Highly enhanced proton conductivity of single-step-functionalized graphene oxide/nafion electrolyte membrane towards improved hydrogen fuel cell performance

Abstract

Acidic group functionalized graphene oxide (GO) as a filler to the state-of-art Nafion electrolytes are regarded as potential materials towards next-generation fuel cell application. However, the tedious synthesis process for GO functionalization, and aggravated chemical durability at high temperatures demands the scientific community to design suitable Nafion-based functionalized GO electrolytes with superior proton conductivity and power density at actual fuel cell conditions i.e., 80 °C and 100% relative humidity (RH).
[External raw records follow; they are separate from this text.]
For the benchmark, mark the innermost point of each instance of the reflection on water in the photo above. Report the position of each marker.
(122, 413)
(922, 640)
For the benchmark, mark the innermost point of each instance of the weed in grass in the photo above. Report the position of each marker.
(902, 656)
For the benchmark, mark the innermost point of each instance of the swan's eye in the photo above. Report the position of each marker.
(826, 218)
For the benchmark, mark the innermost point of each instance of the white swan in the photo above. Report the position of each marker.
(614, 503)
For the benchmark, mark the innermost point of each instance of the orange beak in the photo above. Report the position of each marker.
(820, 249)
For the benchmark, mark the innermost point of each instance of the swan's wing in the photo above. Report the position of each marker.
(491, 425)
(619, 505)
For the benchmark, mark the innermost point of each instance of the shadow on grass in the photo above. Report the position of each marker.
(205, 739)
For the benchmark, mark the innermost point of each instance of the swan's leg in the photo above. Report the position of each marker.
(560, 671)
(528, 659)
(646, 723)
Herein, a potential single-step-phosphorylated graphene oxide (sPGO) modified Nafion (sPGO/NF) is introduced to simultaneously multifold the proton conductivity, chemical durability, and power density of Nafion. Under actual fuel cell conditions, the sPGO/NF exhibits maximum proton conductivity (0.306 Scm−1) which is 1.7-fold and 1.6-fold higher than that of rNF and GO/NF, respectively. Moreover, sPGO/NF achieves the maximum power density of 0.652 Wcm−2 (80 °C, 100% RH), much higher than the rNF (0.51 Wcm−2) and GO/NF (0.53 Wcm−2) at same condition.